Busy community physicians planted the seeds of Charlotte, N.C., Presbyterian Hospital’s hospitalist program in the late 1990s. The hospital, which anchors Novant Health’s presence in North Carolina’s Southern Piedmont region, is a 460-bed tertiary care hospital offering emergency, medical, surgical, and behavioral services.
Novant, the parent company, is a nonprofit healthcare system headquartered in Winston-Salem. Adjacent to Presbyterian Hospital and joined by skywalks is the Presbyterian Orthopedic Hospital. Two community hospitals, Presbyterian Hospital Matthews (10 miles south in suburban Charlotte) and Presbyterian Hospital Huntersville (16 miles north and close to an interstate) complete the Charlotte Presbyterian Hospital system.
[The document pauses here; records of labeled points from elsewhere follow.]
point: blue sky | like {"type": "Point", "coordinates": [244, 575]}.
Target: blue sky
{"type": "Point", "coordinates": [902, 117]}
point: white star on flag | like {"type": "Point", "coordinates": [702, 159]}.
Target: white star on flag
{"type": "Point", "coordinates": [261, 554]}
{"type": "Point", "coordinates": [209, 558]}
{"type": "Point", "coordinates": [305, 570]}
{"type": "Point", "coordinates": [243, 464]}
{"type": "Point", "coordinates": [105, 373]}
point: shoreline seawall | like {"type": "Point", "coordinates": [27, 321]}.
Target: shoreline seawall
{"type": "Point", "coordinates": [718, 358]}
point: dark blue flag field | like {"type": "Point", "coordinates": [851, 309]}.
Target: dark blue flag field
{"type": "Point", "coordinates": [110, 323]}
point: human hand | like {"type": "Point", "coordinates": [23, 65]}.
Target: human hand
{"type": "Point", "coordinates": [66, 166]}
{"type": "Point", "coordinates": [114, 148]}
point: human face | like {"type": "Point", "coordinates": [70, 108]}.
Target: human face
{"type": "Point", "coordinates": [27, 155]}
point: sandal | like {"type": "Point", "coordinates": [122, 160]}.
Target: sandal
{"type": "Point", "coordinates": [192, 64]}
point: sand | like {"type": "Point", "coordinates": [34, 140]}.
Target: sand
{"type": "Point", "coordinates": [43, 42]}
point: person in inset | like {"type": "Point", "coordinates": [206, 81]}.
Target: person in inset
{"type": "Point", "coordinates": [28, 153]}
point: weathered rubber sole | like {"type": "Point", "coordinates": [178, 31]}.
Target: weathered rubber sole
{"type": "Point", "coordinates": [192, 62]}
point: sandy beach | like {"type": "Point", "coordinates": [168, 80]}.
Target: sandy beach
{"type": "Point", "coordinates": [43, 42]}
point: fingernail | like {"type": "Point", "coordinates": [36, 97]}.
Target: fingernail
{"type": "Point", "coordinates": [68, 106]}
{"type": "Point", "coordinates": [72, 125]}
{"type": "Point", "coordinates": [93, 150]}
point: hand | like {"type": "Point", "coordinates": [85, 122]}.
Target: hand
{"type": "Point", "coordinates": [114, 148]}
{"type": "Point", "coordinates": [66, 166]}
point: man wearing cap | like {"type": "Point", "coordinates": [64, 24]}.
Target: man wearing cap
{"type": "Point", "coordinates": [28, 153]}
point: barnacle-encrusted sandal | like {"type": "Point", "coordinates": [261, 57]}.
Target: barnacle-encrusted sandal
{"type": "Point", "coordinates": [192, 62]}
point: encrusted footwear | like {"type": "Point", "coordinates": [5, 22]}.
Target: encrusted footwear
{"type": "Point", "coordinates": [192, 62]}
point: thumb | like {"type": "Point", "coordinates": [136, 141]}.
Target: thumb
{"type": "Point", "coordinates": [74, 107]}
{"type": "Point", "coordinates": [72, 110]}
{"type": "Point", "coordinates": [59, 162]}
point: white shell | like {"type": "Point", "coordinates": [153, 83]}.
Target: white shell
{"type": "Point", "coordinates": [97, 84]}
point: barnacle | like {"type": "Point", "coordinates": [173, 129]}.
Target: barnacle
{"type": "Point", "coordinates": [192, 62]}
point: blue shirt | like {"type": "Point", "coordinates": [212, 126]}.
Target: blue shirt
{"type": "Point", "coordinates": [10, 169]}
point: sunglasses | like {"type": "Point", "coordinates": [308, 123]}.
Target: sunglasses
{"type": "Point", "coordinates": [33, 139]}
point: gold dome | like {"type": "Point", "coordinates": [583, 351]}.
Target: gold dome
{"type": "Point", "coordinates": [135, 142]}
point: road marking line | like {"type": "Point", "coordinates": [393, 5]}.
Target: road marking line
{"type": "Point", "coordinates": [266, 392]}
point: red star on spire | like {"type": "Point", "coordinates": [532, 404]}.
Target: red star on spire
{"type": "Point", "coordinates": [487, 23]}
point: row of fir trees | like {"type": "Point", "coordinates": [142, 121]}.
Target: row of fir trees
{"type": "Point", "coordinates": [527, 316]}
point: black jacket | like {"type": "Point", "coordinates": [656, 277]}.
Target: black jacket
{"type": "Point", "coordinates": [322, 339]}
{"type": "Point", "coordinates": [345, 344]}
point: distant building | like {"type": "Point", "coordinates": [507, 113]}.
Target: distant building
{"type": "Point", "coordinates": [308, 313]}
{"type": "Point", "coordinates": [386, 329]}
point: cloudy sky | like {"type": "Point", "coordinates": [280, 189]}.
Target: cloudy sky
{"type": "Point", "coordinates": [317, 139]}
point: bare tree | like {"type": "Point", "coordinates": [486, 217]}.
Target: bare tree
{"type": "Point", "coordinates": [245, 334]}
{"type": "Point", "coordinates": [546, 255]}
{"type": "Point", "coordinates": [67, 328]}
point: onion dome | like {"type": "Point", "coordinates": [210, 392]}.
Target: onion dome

By 1997 Charlotte’s population was growing so quickly its office-based physicians struggled to cover night calls or leave their office practices during the day to admit patients to the hospital. Presbyterian Hospital answered by forming an Inpatient Management Team (IMT) of five hospitalist internists to handle admissions for community internists from 5 p.m. to 7 a.m. Monday through Friday and on weekends.
While the internists delegated admissions to the IMT, they subsequently managed their own patients. Family practitioners, on the other hand, usually delegated the care of their inpatients to the IMT from admission to discharge. Steven Wallenhaupt, MD, and Presbyterian’s executive vice president of medical affairs says that the evening hours overwhelmed local physicians—particularly those who had moved to the Charlotte area for a decent lifestyle.
“It’s really not all about the money—either for the hospitalists or community doctors,” he explains. “It’s about wanting to have a good life and to practice good medicine.”
Mary Le-Bliss, MD, a Presbyterian Hospital clinical director, was one of the original IMT hospitalists. She explains what happened next, in 1999. “Three of the IMT physicians weren’t happy. They felt we were just running an admitting service,” she says. “They wanted something bigger—to manage patients throughout their stay—so they resigned.”
That was a wake-up call. While some community physicians still resisted turning over their patients completely to the hospitalists, a large majority decided to work with the hospitalists. The two groups of physicians (community-based and inpatient) found ways to coexist, hammering out a written agreement that community doctors sign to empower Presbyterian’s hospitalists to follow their hospitalized patients.
“It was nothing out of their pockets, they had an affiliation and the hospitalists got what they wanted,” notes Dr. Wallenhaupt.